Exercise and a healthy lifestyle can silence any trauma markers acquired in youth, so don’t despair.

To live a long healthy life there are some longevity ‘Hacks’ that are easy to incorporate into daily life.

  • Have an eating window of 12 hours or less. I generally have a 9 to 10 hour eating window. Breakfast at 9am and finished dinner by around 6 to 7 pm.
  • ‘Eat the Rainbow’. Eat something deeply coloured at every meal such as spinach, blueberries, egg plant, capsicum or tomato.
  • Turn the cold water on for a few seconds (30 -60) after a hot shower and it will turn on the inflammation dial. (My grandmother always recommended this and she lived to be a Centenarian).
  • Don’t eat for at least three hours before going to sleep. You will wake up feeling less puffy in face and fingers.
  • Sitting to Rising Test-(SRT) This is simple and measures four things at once. Leg strength, balance, flexibility and core stability. Studies by Dr. Claudio Gil Araujo have shown a strong correlation between high scores and a lower risk of all cause mortality, as it reflects ‘Functional age’ rather than chronological age.
Miss 11 and 9 did it with ease.
Miss 75 showed great balance and flexibility.
The family group had fun trying and all were able to stand to sit.
Miss 41 who regularly does yoga scored the perfect 10.
Miss 45 and Miss 6 and Master 9 had no problems. They all had great leg strength and flexibility.
Miss 75 scored the perfect 10! Well done !

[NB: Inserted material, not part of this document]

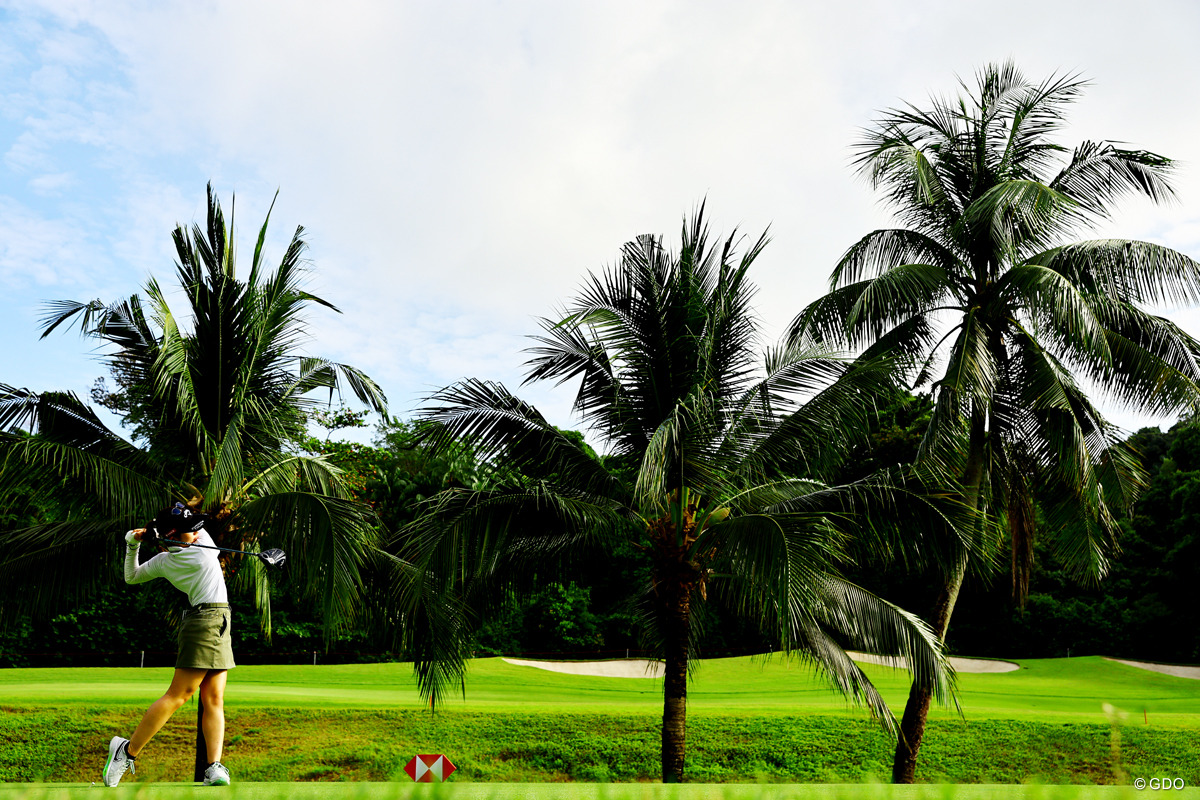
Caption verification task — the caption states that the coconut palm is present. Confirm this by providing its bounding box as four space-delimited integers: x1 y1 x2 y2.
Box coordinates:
398 210 948 782
0 186 386 632
791 64 1200 782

If you regularly read my blogs you will know I practice what I preach!! So I tried the test. It was hilarious, just trying to get down and cross my legs was hard enough. However, after thinking how I could best get up without using my body for support, I was eventually able to do it using my hand to push myself back up and stand again. So I scored an impressive 8. That score means I have excellent muscle to weight ratio and flexibility.

I challenged various friends and relatives of all ages to take this test and they all had great scores. DO NOT TRY THIS IF YOU HAVE HIP, KNEE or JOINT PAIN or INJURY.

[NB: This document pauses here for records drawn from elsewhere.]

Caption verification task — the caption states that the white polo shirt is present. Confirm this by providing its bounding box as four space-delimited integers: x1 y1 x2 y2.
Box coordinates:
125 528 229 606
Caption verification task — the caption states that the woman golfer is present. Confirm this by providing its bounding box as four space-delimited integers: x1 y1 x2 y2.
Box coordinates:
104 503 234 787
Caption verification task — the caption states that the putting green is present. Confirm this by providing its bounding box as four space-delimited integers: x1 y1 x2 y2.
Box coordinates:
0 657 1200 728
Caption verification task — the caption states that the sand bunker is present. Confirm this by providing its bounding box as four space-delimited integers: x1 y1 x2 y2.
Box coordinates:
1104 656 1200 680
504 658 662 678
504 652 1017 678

SITTING TO RISING TEST- The longevity test.

1. Start by standing upright in bare feet.

I achieved 8 out of 10.I lost two points as I needed my hand for support sitting down and then standing. I was happy it was still a good score.

2. Lower yourself to a cross-legged sitting position on the floor then STAND BACK UP AGAIN.

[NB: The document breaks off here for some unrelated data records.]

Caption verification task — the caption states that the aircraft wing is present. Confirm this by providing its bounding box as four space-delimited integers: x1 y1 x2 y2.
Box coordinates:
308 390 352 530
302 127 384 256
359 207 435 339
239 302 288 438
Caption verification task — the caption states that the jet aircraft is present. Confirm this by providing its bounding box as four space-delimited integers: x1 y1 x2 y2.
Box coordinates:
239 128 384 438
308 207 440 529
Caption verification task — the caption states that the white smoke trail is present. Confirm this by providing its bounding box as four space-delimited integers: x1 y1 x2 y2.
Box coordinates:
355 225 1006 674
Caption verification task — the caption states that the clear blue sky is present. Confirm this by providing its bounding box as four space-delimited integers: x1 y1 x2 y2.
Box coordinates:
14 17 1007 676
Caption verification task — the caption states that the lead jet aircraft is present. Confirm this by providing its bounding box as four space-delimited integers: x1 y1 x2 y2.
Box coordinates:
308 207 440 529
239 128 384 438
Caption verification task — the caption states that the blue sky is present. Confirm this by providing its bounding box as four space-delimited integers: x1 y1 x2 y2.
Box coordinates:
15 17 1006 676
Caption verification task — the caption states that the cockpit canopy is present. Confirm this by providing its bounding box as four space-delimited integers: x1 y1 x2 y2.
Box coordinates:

3. Try to do this without using your hands, arms, knees or elbows for support. (I needed to use my hand on the floor for support to stand up). It is not a timed test so no need to rush.

You get 10 points to begin and lose a point each time you use a hand, knee, forearm, hand on knee or thigh or side of leg on floor to get up. -0.5 if you lose balance or wobble.

A score of 8-10 is excellent, 3.5 to 7.5 Moderate/Fair and 0 to 3 Critical or High Risk.

It was a fun challenge and definitely something that can easily be improved on with practise and a few simple exercises.

So for longevity your genes may set the stage but your daily habits are the director. By keeping your body strong and giving it time to ‘reset’ every night, you can effectively silence the ‘bad’ genes and choose a longer, healthier story for yourself.

So that’s what I will do to give myself the best possible chance to live healthier, longer.

And let me know in the comments if you dare to take the sitting to rise test. And please share your results. Remember you can always improve your score with simple daily exercises such as hip flexor stretch, air squats, and being active every day.